1220.地方創生は新手のバラマキか |
さて、2014年度補正予算を年末に編成する方向で政府は検討に入ったようです。
来年10月に予定する消費税の再増税に備え、地方経済を下支えする方針で、公共事業や中小企業支援を軸に調整する。(9/6、共同通信)
10%への再増税と引き替えに財務省は補正を打つ構えです。「補正予算の規模は、国債を増発しなくても4兆円台の補正が可能(9/5、日経電子版)」との報道もありますから、2013年度補正の5.5兆円にほぼ匹敵する規模となりそうです。今年4〜6月期の実質GDPが年率7.1%減となるなど個人消費の落ち込みが大きくなっています。内外の関係者からは再増税のリスクは大きい、との指摘もありますが、年末には首相が再増税の決断をするのではないか、と見ています。
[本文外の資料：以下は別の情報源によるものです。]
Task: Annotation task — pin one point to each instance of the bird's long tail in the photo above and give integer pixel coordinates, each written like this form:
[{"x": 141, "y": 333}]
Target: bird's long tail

材料難にもかかわらず日本の株価は何とか持ちこたえています。GPIFの運用改革には法改正が必要ですが、自らの裁量でできる部分について、すでに株価操作が始まっているのではないか、との指摘もあります。さらには内閣支持率アップをねらった内閣改造、そして9月下旬には北朝鮮による拉致被害者の安否再調査報告が出てきます。場合によっては、内閣支持率が大幅に上昇するかもしれません。
いずれにいたしましても、消費税再増税への地ならしがこれから行われるのは間違いありません。さて、地方創生相におさまった石破茂氏は、「地方創生には、旧来型公共事業はやらない」と述べましたが、これは就任会見時点の話ですので、補正の花火が打ち上がった今となっては話が違ってきます。国交省などは地方創生の目玉として道路や新幹線の建設を上げていますし、「国土強靱化計画(=財政脆弱化計画)」という必殺アイテムも持っています。石破さんが何と言おうが、「地域創生」と呼び名を変えようが、地方へのバラマキ以外の何物でもありません。
今の行政というのは、中央が示したメニューを地方が選択するようになっており、地方独自に予算を欲しがろうにも地方の裁量では何も出来ないに等しい。何度かこのサイトにも書きましたが、建設業が地域の主要産業という市町村があまりにも多く、要するに地方が公共事業を欲しがる構造になっているのです。建設業とは一部を除けば需要を自ら作り出すことのできない業種。私は、家を新築するのも「一人公共事業」と呼んでいます。いずれにしましても地方創生といっても今の枠組みでは無理がある。バブル期の真っ盛り、1988年から1989年にかけて、竹下登首相(当時)が「ふるさと創生事業」と称して全国の市町村に1億円ずつバラまいたことはまだ記憶に新しいところです。それと何がどう違うのかまだわかりません。地方にカネをばらまくための新手の手法、私は今のところそう理解しています。
民営化です。公務員人件費縮減です。不採算部門の切り捨てです。国民生活水準の差別化です。地方の人間は国家救済の道を閉ざされます。県庁所在地の公務員住宅は難病等治療患者家族のために低賃貸出しすべきです。(役所が違うからできないそうですが、おかしいです)
ちなみに、度々「リフレは是か非か」という議論が生じますが、改めて申し上げますが、アベノミクスはリフレではありません。大増税+金融緩和、という全く新しい経済理論です。増税宣言して、先行き懸念とデフレ期待を生じさせながら、金融緩和やバラマキをやるという、アクセルとブレーキを同時に踏むような斬新な政策なのです。
海外からの評価では、「アベノミクスは失敗」という意見が大多数のようです。